Watermarks can broadly be of two types: event-based and processing-based. For event-based watermarks, there is no notion of real time (wall-clock time as maintained by the processing system). Let’s take an example where the additional waiting period, or watermark, is set to 30 minutes. For a window of one hour beginning at 10:00, the system will wait till it sees an event bearing a timestamp greater than 11:30. The system will start processing all the events bearing timestamps between 10:00 and 11:00, only after it sees an event with a timestamp greater than 11:30. Note that, the system ignores when (on the wall-clock) the events bearing the watermark timestamp is actually seen. This can be significantly later than the 30-minute waiting period (for example, if the event source(s) remain unreachable for several hours). Event-based watermarks allow for prioritising accuracy over latency.
In processing-based watermarks, the cut-off time-period is determined as per the wall-clock of the processing system: the system will wait for a defined time-period before processing events belonging to a particular window. This is mainly useful when time is of the essence. For example, while live-tracking traffic data, where data processing is time-sensitive, we cannot afford to wait for an indefinite period for events bearing a particular watermark timestamp to arrive. Instead, the system will begin processing events for a given window, the moment the watermark timestamp is reached.
Watermarks provide an approximation approach where we choose to compromise on the overall accuracy (by not waiting for processing every single data for a given window), in the interest of processing a large amount data at a given latency.
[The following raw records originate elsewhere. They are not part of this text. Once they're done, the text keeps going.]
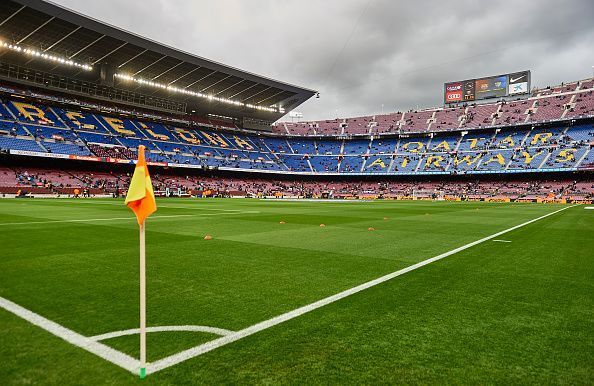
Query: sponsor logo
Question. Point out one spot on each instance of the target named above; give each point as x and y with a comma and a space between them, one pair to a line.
518, 77
453, 96
518, 88
514, 80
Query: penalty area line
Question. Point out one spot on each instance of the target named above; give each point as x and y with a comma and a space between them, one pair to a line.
225, 340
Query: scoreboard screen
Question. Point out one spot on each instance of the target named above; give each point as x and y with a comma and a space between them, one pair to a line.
484, 88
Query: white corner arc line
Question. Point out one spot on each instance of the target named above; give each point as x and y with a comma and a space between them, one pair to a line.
132, 365
109, 354
134, 331
214, 344
126, 218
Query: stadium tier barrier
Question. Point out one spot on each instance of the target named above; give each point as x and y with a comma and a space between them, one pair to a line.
30, 181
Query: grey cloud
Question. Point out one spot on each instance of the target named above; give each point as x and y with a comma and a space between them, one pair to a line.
399, 54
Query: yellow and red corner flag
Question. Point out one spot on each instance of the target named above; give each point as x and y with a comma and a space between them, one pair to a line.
140, 197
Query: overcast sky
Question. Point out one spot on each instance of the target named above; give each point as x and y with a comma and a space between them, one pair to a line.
362, 54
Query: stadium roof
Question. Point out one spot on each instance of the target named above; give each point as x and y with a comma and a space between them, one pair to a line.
70, 37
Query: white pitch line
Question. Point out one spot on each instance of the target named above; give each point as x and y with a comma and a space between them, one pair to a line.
135, 331
121, 203
132, 365
109, 354
214, 344
124, 218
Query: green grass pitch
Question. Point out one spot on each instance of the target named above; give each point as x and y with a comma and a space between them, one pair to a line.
518, 312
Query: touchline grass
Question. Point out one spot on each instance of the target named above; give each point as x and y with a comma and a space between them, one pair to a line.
519, 311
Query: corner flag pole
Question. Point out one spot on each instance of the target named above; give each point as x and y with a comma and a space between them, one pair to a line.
142, 303
141, 199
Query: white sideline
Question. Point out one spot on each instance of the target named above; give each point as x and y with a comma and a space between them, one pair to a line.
209, 346
134, 331
125, 218
109, 354
132, 365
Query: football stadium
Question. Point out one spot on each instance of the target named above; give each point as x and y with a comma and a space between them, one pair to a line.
170, 219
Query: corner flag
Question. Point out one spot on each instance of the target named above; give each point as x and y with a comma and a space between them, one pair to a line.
141, 199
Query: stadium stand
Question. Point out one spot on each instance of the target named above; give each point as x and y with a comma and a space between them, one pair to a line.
431, 141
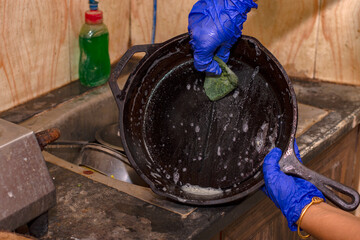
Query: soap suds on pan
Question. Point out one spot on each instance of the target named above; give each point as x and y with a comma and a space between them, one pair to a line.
197, 190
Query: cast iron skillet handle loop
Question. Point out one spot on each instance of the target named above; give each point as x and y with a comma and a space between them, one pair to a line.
148, 49
289, 164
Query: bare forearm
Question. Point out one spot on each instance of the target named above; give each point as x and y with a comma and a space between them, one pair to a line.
326, 222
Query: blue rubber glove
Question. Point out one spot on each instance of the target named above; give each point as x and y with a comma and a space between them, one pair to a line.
214, 26
290, 194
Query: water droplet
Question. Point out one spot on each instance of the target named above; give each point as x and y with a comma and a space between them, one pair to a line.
256, 71
219, 151
197, 129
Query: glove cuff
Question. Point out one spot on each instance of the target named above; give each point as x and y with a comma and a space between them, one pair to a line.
294, 216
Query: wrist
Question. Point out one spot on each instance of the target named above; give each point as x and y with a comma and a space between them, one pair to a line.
315, 200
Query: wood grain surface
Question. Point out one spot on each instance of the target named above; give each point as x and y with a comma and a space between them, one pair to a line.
39, 45
338, 48
288, 30
34, 56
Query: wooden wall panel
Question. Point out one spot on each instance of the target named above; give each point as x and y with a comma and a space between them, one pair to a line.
338, 49
288, 30
171, 20
34, 56
141, 21
116, 17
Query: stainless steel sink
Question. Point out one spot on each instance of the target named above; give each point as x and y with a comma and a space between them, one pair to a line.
78, 121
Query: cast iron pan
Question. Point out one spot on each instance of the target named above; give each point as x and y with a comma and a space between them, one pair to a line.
196, 151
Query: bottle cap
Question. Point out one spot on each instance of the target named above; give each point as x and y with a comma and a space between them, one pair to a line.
93, 17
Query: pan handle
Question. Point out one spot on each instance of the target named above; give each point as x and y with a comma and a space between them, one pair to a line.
147, 48
289, 164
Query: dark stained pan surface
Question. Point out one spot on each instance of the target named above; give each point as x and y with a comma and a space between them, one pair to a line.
196, 151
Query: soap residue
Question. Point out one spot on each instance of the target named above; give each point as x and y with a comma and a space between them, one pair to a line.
197, 190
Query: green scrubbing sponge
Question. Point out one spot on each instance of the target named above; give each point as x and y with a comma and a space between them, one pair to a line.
218, 86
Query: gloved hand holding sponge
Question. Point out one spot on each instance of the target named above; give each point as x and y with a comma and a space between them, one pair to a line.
214, 26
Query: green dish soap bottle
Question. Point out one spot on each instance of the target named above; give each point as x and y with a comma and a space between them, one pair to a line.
94, 64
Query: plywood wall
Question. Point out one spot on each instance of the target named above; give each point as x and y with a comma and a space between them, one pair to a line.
311, 38
39, 46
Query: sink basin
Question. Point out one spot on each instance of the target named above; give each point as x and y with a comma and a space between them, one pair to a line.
78, 120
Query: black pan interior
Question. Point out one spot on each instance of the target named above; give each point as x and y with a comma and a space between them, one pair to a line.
198, 151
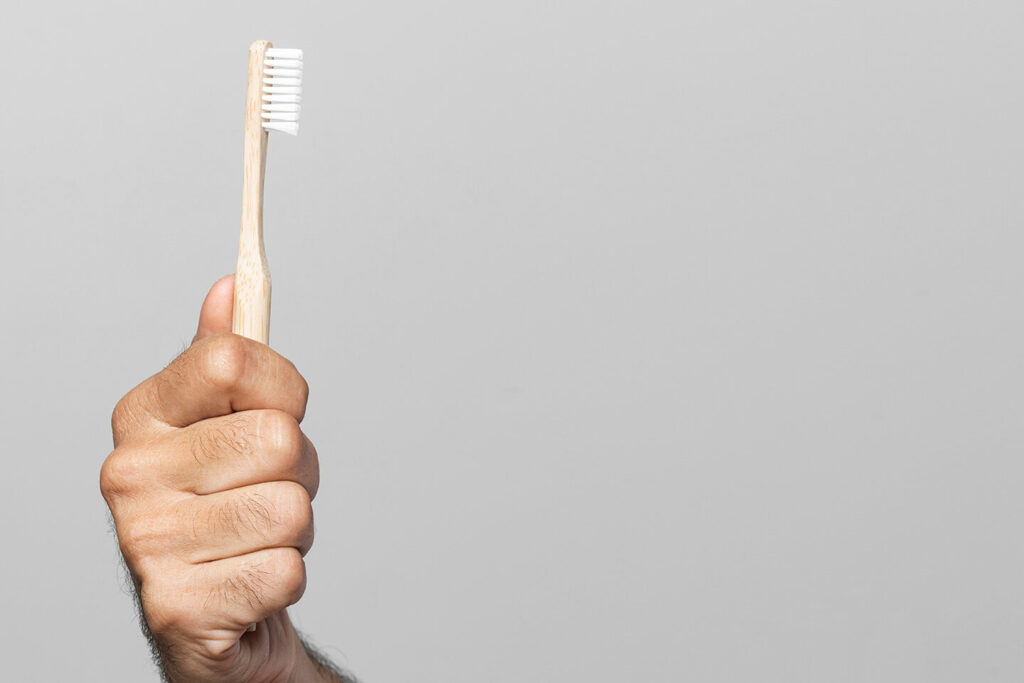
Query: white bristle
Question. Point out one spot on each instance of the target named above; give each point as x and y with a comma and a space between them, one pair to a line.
267, 107
283, 53
283, 98
282, 89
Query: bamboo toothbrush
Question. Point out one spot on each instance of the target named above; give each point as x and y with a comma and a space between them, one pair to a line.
272, 102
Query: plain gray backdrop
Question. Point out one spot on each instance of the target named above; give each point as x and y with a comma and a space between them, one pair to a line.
650, 341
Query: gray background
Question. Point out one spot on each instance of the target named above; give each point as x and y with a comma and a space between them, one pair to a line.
647, 341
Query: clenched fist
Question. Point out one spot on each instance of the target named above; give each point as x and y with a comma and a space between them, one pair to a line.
210, 484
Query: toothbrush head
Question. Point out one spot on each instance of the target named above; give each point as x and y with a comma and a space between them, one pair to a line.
282, 92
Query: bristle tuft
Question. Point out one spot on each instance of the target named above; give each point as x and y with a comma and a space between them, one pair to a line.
282, 89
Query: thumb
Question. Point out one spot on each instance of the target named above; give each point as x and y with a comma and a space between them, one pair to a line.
216, 313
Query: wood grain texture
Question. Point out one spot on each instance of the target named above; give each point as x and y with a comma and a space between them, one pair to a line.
251, 314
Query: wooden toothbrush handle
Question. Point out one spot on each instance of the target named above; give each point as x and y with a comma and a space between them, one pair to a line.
251, 314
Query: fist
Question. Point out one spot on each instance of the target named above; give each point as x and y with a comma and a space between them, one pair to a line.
210, 485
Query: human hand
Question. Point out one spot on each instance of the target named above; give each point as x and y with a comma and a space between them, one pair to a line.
210, 484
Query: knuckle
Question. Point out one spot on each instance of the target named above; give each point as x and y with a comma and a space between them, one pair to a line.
163, 612
124, 416
138, 539
117, 475
228, 435
224, 360
284, 436
294, 514
290, 570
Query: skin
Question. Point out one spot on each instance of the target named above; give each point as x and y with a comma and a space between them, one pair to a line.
210, 483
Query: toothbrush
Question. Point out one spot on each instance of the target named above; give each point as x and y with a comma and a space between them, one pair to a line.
272, 102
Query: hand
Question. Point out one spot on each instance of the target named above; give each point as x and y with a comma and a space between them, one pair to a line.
210, 484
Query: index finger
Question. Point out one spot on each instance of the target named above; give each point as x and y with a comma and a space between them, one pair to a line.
216, 376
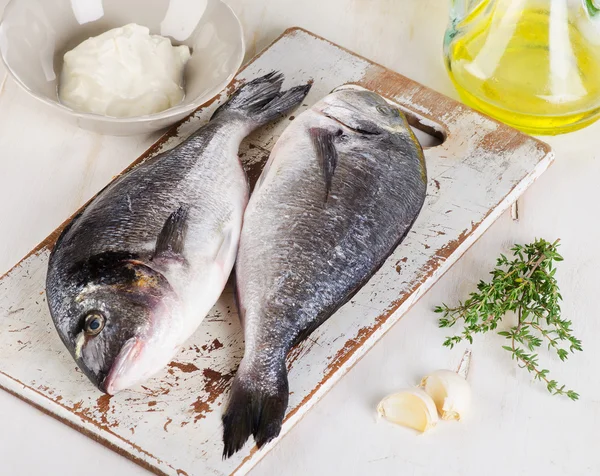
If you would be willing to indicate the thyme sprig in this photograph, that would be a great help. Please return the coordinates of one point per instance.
(524, 285)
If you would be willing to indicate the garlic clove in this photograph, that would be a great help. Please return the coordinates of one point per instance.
(450, 392)
(412, 408)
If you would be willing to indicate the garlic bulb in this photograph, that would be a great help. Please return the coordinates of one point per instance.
(450, 392)
(412, 408)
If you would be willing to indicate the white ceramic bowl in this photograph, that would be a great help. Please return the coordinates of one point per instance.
(35, 34)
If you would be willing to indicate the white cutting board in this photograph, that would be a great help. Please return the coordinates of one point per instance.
(171, 425)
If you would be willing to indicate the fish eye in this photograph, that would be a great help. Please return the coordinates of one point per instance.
(94, 323)
(388, 111)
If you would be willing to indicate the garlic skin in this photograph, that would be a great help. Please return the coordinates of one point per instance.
(412, 408)
(450, 392)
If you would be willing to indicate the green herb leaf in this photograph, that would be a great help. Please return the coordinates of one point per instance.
(527, 286)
In the case of Cardimom, we do not need watermarks, as we are interested in 100% accuracy, and there is no handicap in having indefinite delays. We could, however, have used watermarks to only consider all unique posts published in the last 6 hours as well (similar to the breaking news example). A down side of this approach would be that the system would miss posts bearing older timestamps (that may have been skipped by the system in earlier system runs).